Não há consequência negativa quando os palpites são sobre temas irrelevantes. A coisa fica séria quando os palpites versam sobre leis, políticas públicas, assuntos técnicos e outros com consequências para os indivíduos e a sociedade. Palpites sobre quem é o melhor jogador de futebol da história, se Pelé ou Messi, ou sobre qual candidata ganhará o concurso de miss universo, têm tanta importância quanto o nada.
Sobre isso, gostei da resposta dada pelo cientista político e escritor português João Pereira Coutinho, quando perguntado sobre o que ele achava do casamento gay. “Esse assunto desperta em mim o mais profundo bocejo”, disse ele. Ou seja, se não afeta minha vida nem a vida da sociedade, cada um decide com quem se casar, pouco importa se são duas pessoas do mesmo sexo ou não. Ademais, por que razão o Estado deve vedar isso? O assunto é íntimo e pessoal. Nossa opinião a respeito é irrelevante.
Na Grécia, por volta do século VI antes de Cristo, vigorou a escola sofística, cujos discípulos – os sofistas – cultivavam a gramática, a retórica e a dialética, e elaboravam seus argumentos e justificativas com oratória empolgante, independentes do conteúdo científico e factual. Ou seja, o político demagogo, de fala fácil, bonita, empolada e enfática, nasceu ali.

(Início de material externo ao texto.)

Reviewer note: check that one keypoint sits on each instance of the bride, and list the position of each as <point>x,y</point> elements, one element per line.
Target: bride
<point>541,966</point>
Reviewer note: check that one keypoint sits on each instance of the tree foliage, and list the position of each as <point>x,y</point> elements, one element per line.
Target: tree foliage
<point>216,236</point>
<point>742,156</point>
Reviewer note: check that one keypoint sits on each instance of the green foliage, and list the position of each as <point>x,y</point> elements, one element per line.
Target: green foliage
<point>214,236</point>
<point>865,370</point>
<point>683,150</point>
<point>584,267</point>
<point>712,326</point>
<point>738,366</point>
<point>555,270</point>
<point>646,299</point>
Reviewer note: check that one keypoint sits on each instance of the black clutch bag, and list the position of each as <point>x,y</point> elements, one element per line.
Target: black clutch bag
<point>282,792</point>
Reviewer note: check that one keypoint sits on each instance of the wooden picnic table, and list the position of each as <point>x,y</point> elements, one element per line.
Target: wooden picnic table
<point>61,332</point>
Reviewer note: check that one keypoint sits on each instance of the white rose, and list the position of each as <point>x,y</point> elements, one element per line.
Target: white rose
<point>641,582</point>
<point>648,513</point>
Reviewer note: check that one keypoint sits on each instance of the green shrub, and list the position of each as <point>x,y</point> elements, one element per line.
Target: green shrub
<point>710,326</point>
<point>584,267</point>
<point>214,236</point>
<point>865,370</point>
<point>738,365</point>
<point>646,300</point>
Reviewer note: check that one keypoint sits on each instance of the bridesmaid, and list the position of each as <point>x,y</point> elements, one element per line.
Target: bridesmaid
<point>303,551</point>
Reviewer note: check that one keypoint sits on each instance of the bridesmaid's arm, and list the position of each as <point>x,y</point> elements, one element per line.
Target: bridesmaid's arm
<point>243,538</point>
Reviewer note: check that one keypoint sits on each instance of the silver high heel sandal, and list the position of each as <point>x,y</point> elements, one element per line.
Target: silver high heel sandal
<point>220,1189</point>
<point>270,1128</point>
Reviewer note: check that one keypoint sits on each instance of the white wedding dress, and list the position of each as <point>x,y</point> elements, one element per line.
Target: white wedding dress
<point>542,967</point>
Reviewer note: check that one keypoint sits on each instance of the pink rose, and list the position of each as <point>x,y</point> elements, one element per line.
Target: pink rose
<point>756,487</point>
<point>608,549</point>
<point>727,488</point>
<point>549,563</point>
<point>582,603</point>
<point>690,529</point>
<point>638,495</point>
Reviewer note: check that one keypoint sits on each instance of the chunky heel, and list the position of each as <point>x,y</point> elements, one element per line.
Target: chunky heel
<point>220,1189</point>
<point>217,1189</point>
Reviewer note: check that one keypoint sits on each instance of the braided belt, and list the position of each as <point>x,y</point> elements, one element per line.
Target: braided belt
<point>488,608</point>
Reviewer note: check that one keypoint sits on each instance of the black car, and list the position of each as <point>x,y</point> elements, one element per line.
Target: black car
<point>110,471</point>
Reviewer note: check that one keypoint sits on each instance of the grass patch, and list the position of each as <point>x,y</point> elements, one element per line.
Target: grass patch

Sócrates (469-399 a.C), considerado o pai da filosofia, foi crítico duro dos sofistas, por duas razões pelo menos. A primeira porque os sofistas agiam com base em opinião, não em conhecimento. A segunda porque eram filósofos da natureza (a physis), focados em astronomia, sobretudo cosmologia, quando antes era preciso entender o ser humano.
Assim, Sócrates defendia substituir a opinião pelo conhecimento obtido por estudos e pesquisa, e que a filosofia deveria priorizar o estudo do ser humano. “Conhece-te a ti mesmo”, a famosa frase de Sócrates o coloca como um antropólogo (antropologia é ciência que estuda a origem, evolução e desenvolvimento físico, psicológico, racial, social e cultural do homem). E ele dizia que a base do conhecimento é fazer perguntas. Seu método dialético era perguntar, perguntar e perguntar.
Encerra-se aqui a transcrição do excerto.